Protection du consommateur bancaire
Trois obligations envers le client
| Obligation | Contenu | Base légale |
|---|---|---|
| Devoir d’information | Conditions tarifaires transparentes, remise de conventions de compte | Code monétaire et financier, L. 312-1-1 |
| Devoir de mise en garde | Alerter sur les risques d’endettement excessif avant l’octroi de crédit | Jurisprudence Cass. com. |
| Devoir de conseil | Recommandation adaptée au profil de risque du client (MIF II pour les produits financiers) | Directive MIF II |
Le droit au compte
Toute personne physique résidant en France a droit à l’ouverture d’un compte bancaire de dépôt. En cas de refus, la Banque de France désigne un établissement dans un délai d’un jour ouvré. 35 000 procédures de droit au compte ont été enregistrées en 2025.
La mobilité bancaire
Le dispositif de mobilité bancaire (loi Macron, 2017) impose à la banque d’accueil de prendre en charge le transfert des prélèvements et virements récurrents. Durée maximale : 22 jours ouvrés. En cas de retard, la banque d’accueil supporte les frais d’incident.
Supervision et pouvoir de sanction
| Autorité | Périmètre | Pouvoirs de sanction |
|---|---|---|
| ACPR | Banques et assurances françaises | Avertissement, blâme, amende jusqu’à 100 M€ ou 10 % du CA, retrait d’agrément |
| BCE/MSU | 113 banques systémiques européennes (supervision directe) | Amendes jusqu’à 10 % du CA, retrait d’agrément |
| AMF | Marchés financiers, prestataires de services d’investissement | Amendes jusqu’à 100 M€, interdiction d’exercer |
| AMLA | Entités à haut risque anti-blanchiment (supervision directe) | Amendes, injonctions, signalement aux autorités nationales |
Les sanctions de l’ACPR sont publiques. La publication de la décision (name and shame) génère un impact réputationnel souvent supérieur à l’amende elle-même. Les dirigeants d’établissements financiers exposés gagnent à souscrire une assurance D&O couvrant les mises en cause personnelles.
Résilience numérique : DORA complète le dispositif
Depuis janvier 2025, le règlement DORA impose des obligations de cybersécurité spécifiques au secteur financier :
- Cadre de gestion des risques TIC avec gouvernance dédiée
- Tests de résilience opérationnelle (y compris TLPT pour les entités systémiques)
- Registre des prestataires TIC tiers avec plans de sortie
- Signalement des incidents TIC majeurs aux autorités
Ces obligations se cumulent avec les exigences du RGPD pour la protection des données clients.
Trois défis réglementaires pour 2026-2028
MiCA et crypto-actifs. Le règlement MiCA encadre les prestataires de services sur actifs numériques. Agrément obligatoire, exigences de fonds propres, obligations de gouvernance : le secteur crypto rejoint progressivement le niveau d’exigence du secteur bancaire traditionnel.
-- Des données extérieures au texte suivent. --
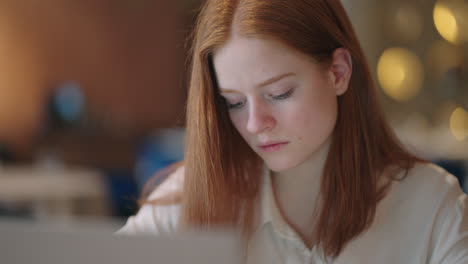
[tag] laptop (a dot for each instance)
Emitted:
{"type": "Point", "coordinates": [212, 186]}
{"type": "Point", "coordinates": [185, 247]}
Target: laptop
{"type": "Point", "coordinates": [23, 242]}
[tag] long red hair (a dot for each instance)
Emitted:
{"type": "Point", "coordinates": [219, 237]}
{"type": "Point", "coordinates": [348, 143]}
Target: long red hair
{"type": "Point", "coordinates": [222, 174]}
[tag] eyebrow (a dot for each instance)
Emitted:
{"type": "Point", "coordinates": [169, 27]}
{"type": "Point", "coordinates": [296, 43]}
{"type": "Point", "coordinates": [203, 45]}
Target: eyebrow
{"type": "Point", "coordinates": [264, 83]}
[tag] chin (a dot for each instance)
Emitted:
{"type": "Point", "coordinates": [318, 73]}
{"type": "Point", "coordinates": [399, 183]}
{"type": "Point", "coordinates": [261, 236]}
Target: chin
{"type": "Point", "coordinates": [280, 166]}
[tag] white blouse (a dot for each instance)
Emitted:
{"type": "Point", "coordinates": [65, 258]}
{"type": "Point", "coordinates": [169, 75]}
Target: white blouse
{"type": "Point", "coordinates": [423, 219]}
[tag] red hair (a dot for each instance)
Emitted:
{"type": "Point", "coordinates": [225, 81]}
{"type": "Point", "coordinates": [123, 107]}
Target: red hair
{"type": "Point", "coordinates": [222, 174]}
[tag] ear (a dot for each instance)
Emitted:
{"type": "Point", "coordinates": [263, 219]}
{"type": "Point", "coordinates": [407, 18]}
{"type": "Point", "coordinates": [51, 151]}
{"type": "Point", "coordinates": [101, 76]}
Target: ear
{"type": "Point", "coordinates": [341, 69]}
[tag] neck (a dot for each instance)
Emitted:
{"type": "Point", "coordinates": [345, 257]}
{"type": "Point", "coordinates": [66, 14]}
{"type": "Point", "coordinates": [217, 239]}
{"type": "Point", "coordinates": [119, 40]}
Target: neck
{"type": "Point", "coordinates": [297, 191]}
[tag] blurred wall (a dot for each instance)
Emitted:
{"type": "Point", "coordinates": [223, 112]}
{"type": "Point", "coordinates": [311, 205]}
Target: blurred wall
{"type": "Point", "coordinates": [127, 56]}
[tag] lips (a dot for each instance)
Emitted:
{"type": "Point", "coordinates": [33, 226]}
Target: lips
{"type": "Point", "coordinates": [272, 146]}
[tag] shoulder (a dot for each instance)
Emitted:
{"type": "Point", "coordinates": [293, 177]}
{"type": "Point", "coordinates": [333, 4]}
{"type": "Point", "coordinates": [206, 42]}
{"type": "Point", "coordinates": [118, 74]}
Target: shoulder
{"type": "Point", "coordinates": [162, 218]}
{"type": "Point", "coordinates": [432, 198]}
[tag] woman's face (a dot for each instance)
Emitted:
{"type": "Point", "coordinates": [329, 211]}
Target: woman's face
{"type": "Point", "coordinates": [282, 103]}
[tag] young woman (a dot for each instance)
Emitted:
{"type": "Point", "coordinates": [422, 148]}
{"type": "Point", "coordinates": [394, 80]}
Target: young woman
{"type": "Point", "coordinates": [287, 143]}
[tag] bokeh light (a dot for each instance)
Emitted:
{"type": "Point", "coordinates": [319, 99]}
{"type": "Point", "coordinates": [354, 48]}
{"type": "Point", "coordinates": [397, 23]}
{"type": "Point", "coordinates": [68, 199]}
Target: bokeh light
{"type": "Point", "coordinates": [459, 123]}
{"type": "Point", "coordinates": [400, 73]}
{"type": "Point", "coordinates": [451, 21]}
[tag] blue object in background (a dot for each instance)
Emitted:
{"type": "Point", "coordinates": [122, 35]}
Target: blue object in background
{"type": "Point", "coordinates": [157, 152]}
Finance durable (CSRD + taxonomie). Les établissements financiers publient des informations de durabilité selon la directive CSRD. La taxonomie européenne classe les activités économiques selon leur contribution aux objectifs environnementaux. Impact direct sur le financement de projets.
Formation réglementaire. La multiplication des textes impose un investissement massif dans la formation professionnelle des collaborateurs. Les certifications AMF, LCB-FT et ACPR doivent être renouvelées régulièrement. Le coût moyen de formation réglementaire dépasse 2 500 euros par collaborateur et par an dans les fonctions conformité.
Prochaine étape : cartographier les textes applicables à son établissement et identifier les écarts de conformité prioritaires. Un diagnostic complet prend 4 à 8 semaines.